Tabou du sang, impureté, exaltation de la virginité... Pour la théologienne Anne-Marie Pelletier, ces conceptions "archaïques" (c'est-à-dire très anciennes) persistent encore aujourd'hui dans l'Église catholique. Pourtant, les évangiles, si on les lit bien, nous en libèrent.
Auteure du livre, "L'Église et le féminin - Revisiter l'histoire pour servir l'Évangile" (éd. Salvator, 2021), Anne-Marie Pelletier n'aime pas dire qu'elle est une militante féministe, mais qu'elle défend la tradition biblique. Exégète et théologienne, docteur en science des religions, elle questionne la place des femmes aujourd'hui dans l'Église à l’aune de la révélation biblique.
L'ouvrage d'Anne-Marie Pelletier est paru le 23 septembre 2021, quelques jours avant la publication du rapport Sauvé sur les abus sexuels dans l'Église. Cette "actualité de l’Église, tellement chaotique et difficile, il s’agit d’y répondre", affirme la théologienne. Et pour elle, "une manière d’y répondre, c’est certainement de regarder du côté des relations que l’Église au long de son histoire a entretenues avec les femmes". À l'automne 2021, les évêques de France ont reconnu "le caractère systémique et la responsabilité institutionnelle de l'Église" au sujet des agressions pédocriminelles. Pour Anne-Marie Pelletier, "ce qui est en cause dans le temps présent c’est un certain ordre ecclésial... Et dans cet ordre ecclésial bien sûr est impliquée la relation entre les hommes et les femmes." Pour la spécialiste en science des religions, ce qui est "aujourd’hui problématique" est "la reconnaissance" de la place des femmes dans l’institution.
Par ailleurs, la parole des femmes se libère dans nos sociétés occidentales. Et l’Église est nécessairement "impactée - et heureusement impactée", note Anne-Marie Pelletier. "Ce souci des femmes aujourd’hui rejoint l’institution ecclésiale et l’oblige à voir ce qu’elle n’avait pas toujours voulu voir et à revisiter un certain nombre de ses discours." Et si le temps était venu de considérer tous les préjugés si profondément ancrés dans les imaginaires au sein de l'Église catholique ?
Aborder la question du féminin et du masculin c’est en effet se placer devant "un face à face anthropologique fondamental". Une question complexe, ancienne. Ainsi, la capacité qu’ont les femmes à enfanter renvoie à une peur archaïque. "Enfanter, c’est enfanter un être pour la vie et aussi pour la mort, observe Anne-Marie Pelletier, je pense que dans les cultures humaines les hommes, au sens masculin du terme, se battent un peu avec ça." Et le récit de la Genèse, où Ève écoute la parole du serpent, ne fait qu’alimenter "l’hostilité à l’égard des femmes", vues comme dangereuse et "spécialement sensibles à la transgression de la parole et au péché".

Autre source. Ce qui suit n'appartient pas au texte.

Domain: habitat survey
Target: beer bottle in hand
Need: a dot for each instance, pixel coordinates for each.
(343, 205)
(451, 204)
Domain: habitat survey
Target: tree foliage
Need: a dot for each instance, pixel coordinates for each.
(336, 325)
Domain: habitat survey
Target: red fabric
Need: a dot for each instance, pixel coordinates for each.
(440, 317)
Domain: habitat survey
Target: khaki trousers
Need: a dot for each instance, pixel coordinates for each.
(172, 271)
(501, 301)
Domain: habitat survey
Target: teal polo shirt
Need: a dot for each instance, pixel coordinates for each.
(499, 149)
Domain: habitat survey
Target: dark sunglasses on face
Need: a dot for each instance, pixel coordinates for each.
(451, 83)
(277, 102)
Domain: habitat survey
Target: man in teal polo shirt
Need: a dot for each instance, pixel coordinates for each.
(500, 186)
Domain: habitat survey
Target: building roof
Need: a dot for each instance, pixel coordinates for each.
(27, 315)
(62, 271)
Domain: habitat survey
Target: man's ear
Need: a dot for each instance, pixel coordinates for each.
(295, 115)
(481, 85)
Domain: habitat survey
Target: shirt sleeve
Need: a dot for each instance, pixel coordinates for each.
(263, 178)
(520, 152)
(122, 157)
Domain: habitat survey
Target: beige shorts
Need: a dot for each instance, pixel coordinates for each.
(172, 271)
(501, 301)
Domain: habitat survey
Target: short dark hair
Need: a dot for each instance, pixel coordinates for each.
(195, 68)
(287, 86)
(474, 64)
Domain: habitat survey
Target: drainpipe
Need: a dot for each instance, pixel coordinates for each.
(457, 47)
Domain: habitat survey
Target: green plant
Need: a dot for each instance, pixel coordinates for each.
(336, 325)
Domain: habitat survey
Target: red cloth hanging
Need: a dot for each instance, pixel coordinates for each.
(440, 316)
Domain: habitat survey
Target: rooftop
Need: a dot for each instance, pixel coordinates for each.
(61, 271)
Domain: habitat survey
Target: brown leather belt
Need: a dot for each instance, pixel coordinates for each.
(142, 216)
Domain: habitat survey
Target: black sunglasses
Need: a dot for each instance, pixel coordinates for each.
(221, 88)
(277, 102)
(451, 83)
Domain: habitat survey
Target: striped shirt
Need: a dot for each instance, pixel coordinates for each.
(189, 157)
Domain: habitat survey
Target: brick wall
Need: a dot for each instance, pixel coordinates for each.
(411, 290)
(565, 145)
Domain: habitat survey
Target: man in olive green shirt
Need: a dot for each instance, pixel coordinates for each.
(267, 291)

La femme c’est aussi le tabou du sang, lié aux notions de pureté et d’impureté. "Dans l’Ancien Testament c’est une question qui est très prégnante", observe Anne-Marie Pelletier, notamment dans le Livre du Lévitique, où il y a "des chapitres entiers sur l’impureté des femmes". Aujourd’hui encore, "cette affaire de l’impureté des femmes continue à trotter dans la tête", selon la théologienne, qui cite les débats sur l’accès des filles à l’autel. "On en fait des servantes d’assemblée et surtout pas des servantes d’autel."

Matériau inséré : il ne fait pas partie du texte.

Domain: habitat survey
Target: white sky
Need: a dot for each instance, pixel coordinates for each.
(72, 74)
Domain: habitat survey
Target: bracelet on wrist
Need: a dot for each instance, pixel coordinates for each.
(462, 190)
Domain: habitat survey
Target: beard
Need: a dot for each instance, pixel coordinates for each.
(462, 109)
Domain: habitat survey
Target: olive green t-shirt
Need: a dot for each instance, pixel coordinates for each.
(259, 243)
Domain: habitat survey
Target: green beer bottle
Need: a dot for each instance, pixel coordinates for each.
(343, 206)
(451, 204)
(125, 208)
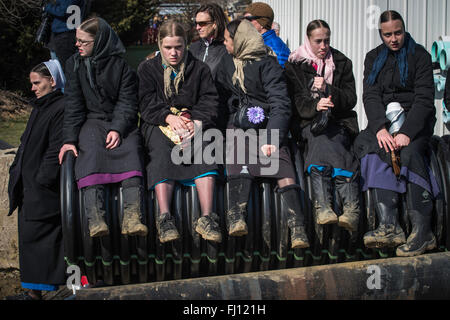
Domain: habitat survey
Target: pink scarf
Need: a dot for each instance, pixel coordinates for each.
(304, 52)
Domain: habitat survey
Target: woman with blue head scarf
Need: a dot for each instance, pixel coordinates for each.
(398, 76)
(34, 185)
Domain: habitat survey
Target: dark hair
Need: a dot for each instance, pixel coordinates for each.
(315, 24)
(218, 17)
(232, 27)
(390, 15)
(42, 69)
(90, 26)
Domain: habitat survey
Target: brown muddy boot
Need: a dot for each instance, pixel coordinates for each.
(321, 190)
(94, 207)
(132, 212)
(389, 232)
(291, 200)
(420, 207)
(239, 193)
(208, 227)
(165, 225)
(348, 190)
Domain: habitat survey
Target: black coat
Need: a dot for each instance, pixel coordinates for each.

Également très ancrée dans le catholicisme, la célébration de la virginité. Pendant des siècles, la virginité de la femme a été considérée comme l’état le plus enviable et le plus respectable. Elle continue à être valorisée dans l’Église. "Cela nous confronte à des choses très profondément ancrées dans les cultures patriarcales, à ce contrôle que les hommes exercent ou sont censés exercer ou veulent exercer sur le corps des femmes." Vers le IVe siècle, des chrétiennes ont pu ne pas se marier ni vivre sous l’autorité d’un homme. Cela peut être vu comme "une véritable libération" apportée par le christianisme. Mais "une théologie ou une spiritualité de la virginité des femmes" a été "élaborée - par des hommes", précise Anne-Marie Pelletier. Et devant cette exaltation de la virginité des femmes, "on a quelques raisons d’être soupçonneux", tant elle est vue comme une vie "quasiment angélique". De même il y a "tout un imaginaire" autour de la virginité de Marie, "qu’il faut aujourd’hui réinterroger". "À titre vraiment personnel, confie la théologienne, j’ai le sentiment d’un certain emballement de l’imaginaire."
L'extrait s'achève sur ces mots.